QNX is a subsidiary of BlackBerry which has been developing real-time operating systems for 45 years, with a focus on automobiles and industries. Humanoid robotics constitutes a major new area of development for the company.
JDN. You are recognized for your microkernel architecture. What is it about?
Founded at the same time as Microsoft or Apple, QNX specialized in embedded systems around what makes it unique: a microkernel architecture, as opposed to traditional monolithic architectures. In a monolithic architecture, all processes are interdependent: if one crashes, the entire system can fail. With a microkernel, each process runs isolated and independent.
Can you give us an example?
Let’s take the example of a car: if the infotainment system crashes, it’s not a problem. On the other hand, a failure of brakes, autonomous driving or cruise control can cost lives. The microkernel architecture ensures that one process can restart without affecting others. With a monolithic architecture, the entire system would have to be restarted and, to avoid interruptions, introduce costly hardware redundancies: duplicating the processor, running two systems in parallel.
What is your value proposition?
Most of our customers come to QNX for three reasons: security and cybersecurity requirements, a need for temporal determinism – tasks must execute within expected milliseconds, without delay, and access to certifications recognized in their industries. As our fundamental foundation is developed and maintained by us, our customers can concentrate on their business applications, without having to manage the operating system.
How does this apply to the humanoid robot industry?
We have been working for a long time with robotics companies, such as Universal Robots, or Boston Dynamics, whose quadruped robot runs on QNX. What we are seeing is that material development is increasingly concentrated in China. But the software remains the key component. What makes a humanoid truly reliable is neither the hardware nor its appearance: it’s how it is developed and how it reacts to the situations to which it is exposed. Reliability and cybersecurity issues are above all software issues.

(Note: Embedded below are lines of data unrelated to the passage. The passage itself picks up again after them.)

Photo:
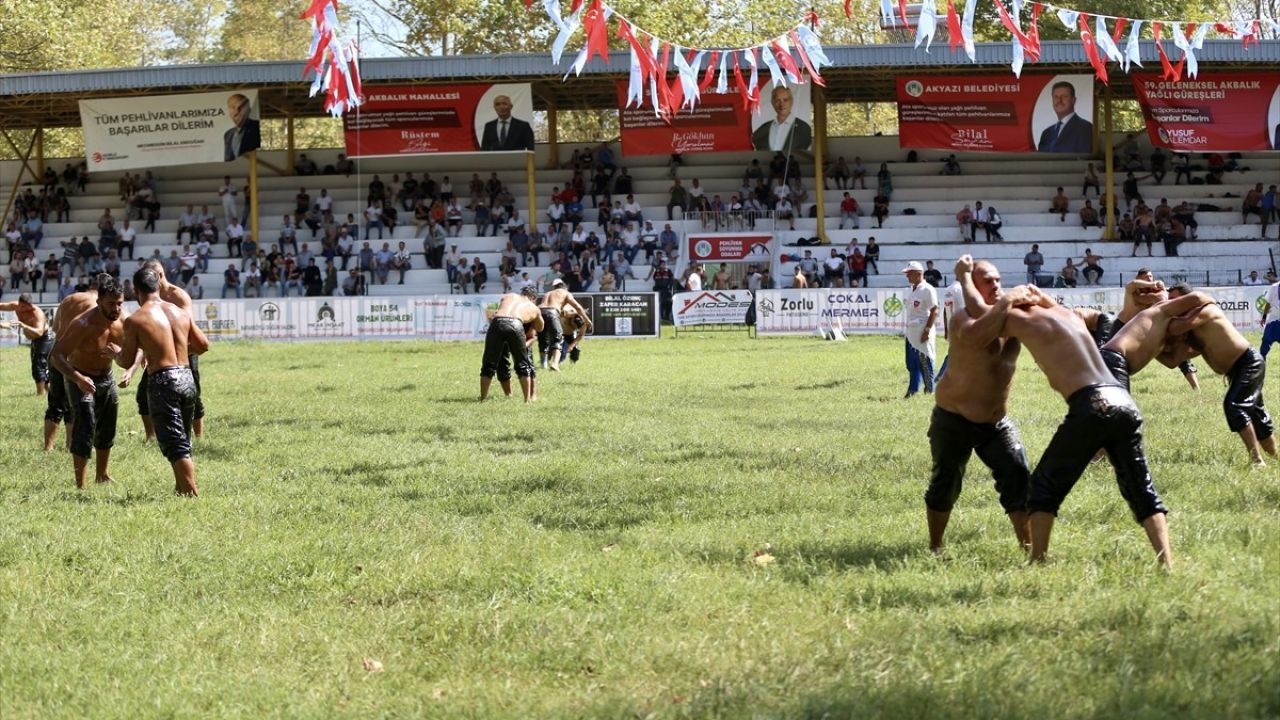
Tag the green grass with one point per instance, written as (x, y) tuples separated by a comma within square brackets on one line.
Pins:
[(592, 555)]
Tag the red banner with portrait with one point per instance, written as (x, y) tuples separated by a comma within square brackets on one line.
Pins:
[(440, 118), (1215, 112), (996, 113), (717, 124)]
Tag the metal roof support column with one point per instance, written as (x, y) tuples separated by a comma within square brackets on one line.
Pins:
[(23, 158), (552, 137), (531, 178), (1110, 232), (252, 196), (289, 147), (819, 151)]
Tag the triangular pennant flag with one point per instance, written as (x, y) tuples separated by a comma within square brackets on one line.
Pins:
[(955, 35), (804, 58), (927, 24), (709, 76), (1132, 50), (967, 28), (1091, 49), (785, 60), (1105, 42)]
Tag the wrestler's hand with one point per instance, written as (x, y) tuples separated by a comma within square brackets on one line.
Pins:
[(1019, 296), (86, 384)]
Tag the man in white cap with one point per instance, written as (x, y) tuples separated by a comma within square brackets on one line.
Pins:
[(922, 311)]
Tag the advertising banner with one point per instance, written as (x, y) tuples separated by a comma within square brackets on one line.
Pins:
[(169, 130), (622, 314), (1215, 112), (712, 308), (744, 247), (996, 113), (717, 124), (805, 311), (442, 118)]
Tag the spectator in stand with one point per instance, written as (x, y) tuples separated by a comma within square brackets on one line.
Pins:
[(1091, 180), (234, 236), (1060, 205), (1159, 165), (1034, 260), (839, 172), (231, 281), (402, 261), (1127, 227), (374, 218), (677, 197), (1270, 209), (856, 269), (859, 173), (1089, 215), (932, 274), (785, 212), (885, 182), (1252, 205), (1174, 236), (188, 223), (988, 220), (1130, 190), (849, 212), (880, 209), (1092, 268), (833, 269), (305, 165)]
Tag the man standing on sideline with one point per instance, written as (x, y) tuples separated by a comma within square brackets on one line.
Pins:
[(972, 411), (922, 311), (512, 329), (1034, 261), (167, 336), (552, 335), (35, 326), (1101, 415), (1270, 319), (83, 352)]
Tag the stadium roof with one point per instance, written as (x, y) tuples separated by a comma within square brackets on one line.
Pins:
[(860, 73)]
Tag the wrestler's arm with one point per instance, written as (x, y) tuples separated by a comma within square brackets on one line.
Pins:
[(581, 311), (60, 356), (974, 305), (197, 342)]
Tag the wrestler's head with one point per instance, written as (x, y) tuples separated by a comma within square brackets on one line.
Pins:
[(986, 278), (146, 282), (110, 297)]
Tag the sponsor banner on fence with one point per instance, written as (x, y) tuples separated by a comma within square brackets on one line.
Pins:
[(1215, 112), (996, 113), (442, 118), (712, 308), (752, 247), (621, 314), (169, 130), (717, 124)]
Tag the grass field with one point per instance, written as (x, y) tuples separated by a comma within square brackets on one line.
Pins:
[(594, 555)]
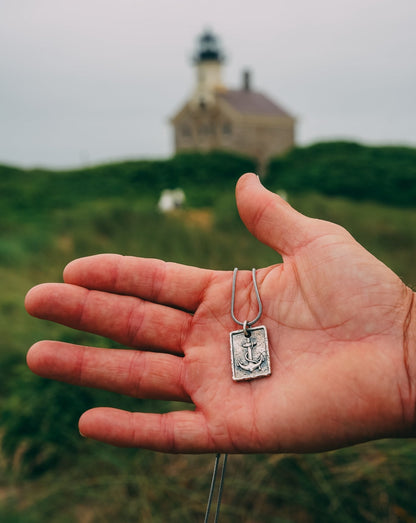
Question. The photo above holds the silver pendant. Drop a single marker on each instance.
(250, 356)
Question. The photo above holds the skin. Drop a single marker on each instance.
(340, 327)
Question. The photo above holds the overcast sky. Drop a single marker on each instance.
(88, 81)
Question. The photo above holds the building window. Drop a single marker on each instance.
(186, 131)
(206, 129)
(227, 128)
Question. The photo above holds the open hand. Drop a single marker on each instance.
(340, 334)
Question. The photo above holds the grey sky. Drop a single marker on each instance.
(87, 81)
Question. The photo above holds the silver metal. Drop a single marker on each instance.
(252, 322)
(250, 356)
(220, 487)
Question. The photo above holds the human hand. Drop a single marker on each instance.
(340, 331)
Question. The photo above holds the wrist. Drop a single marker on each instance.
(409, 366)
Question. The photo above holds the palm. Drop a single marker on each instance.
(335, 365)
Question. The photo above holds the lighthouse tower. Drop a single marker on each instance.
(208, 60)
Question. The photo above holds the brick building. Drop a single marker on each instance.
(239, 120)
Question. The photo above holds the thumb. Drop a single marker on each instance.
(270, 218)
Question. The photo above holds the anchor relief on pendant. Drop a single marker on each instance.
(250, 354)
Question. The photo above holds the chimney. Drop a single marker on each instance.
(246, 80)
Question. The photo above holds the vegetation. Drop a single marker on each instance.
(381, 174)
(47, 471)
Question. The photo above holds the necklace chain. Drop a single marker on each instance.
(246, 323)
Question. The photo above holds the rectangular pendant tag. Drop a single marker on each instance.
(250, 356)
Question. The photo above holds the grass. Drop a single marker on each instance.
(49, 473)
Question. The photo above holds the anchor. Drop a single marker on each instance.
(251, 364)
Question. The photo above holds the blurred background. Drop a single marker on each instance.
(123, 128)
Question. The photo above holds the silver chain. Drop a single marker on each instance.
(246, 324)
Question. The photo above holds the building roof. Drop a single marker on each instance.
(246, 101)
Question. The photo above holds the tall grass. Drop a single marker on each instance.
(49, 473)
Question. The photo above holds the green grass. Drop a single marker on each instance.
(49, 473)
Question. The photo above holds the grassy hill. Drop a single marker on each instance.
(47, 471)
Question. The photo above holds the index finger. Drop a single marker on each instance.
(153, 280)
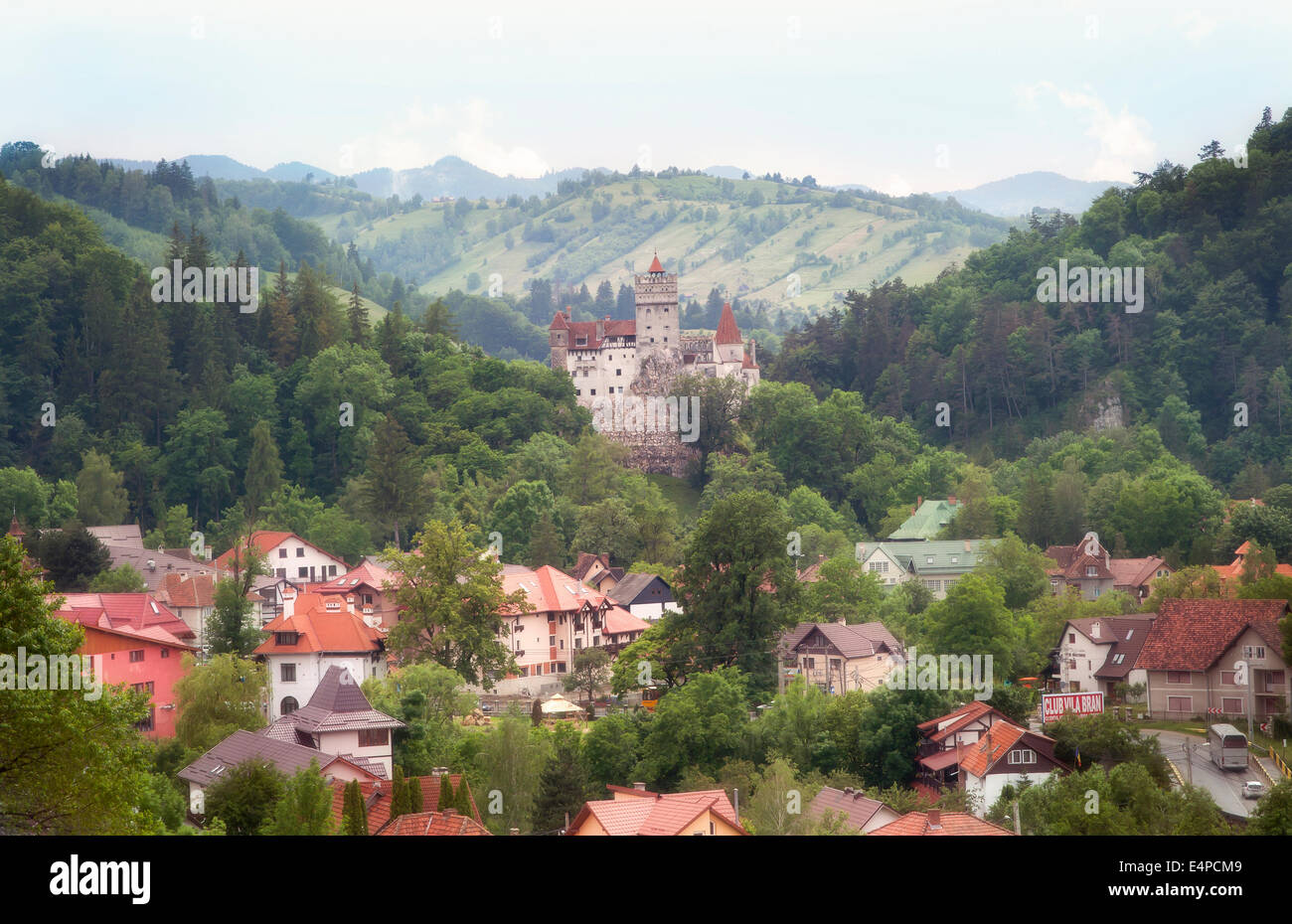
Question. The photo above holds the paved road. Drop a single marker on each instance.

How is QNX’s experience an advantage in this industry?
Companies that work with us anticipate future regulatory certifications. It’s the same reasoning as for a medical device: to market it in the United States, FDA approval is required. Developing with QNX means relying on an operating system whose approach certification bodies already know, which considerably simplifies the process, unlike a home version of Linux where you have to prove the security of the entire development chain. The reasoning of these companies is simple: there may not be regulation for humanoids yet, but when it comes, they won’t want to rebuild everything. It is better to work now with a partner who understands security issues.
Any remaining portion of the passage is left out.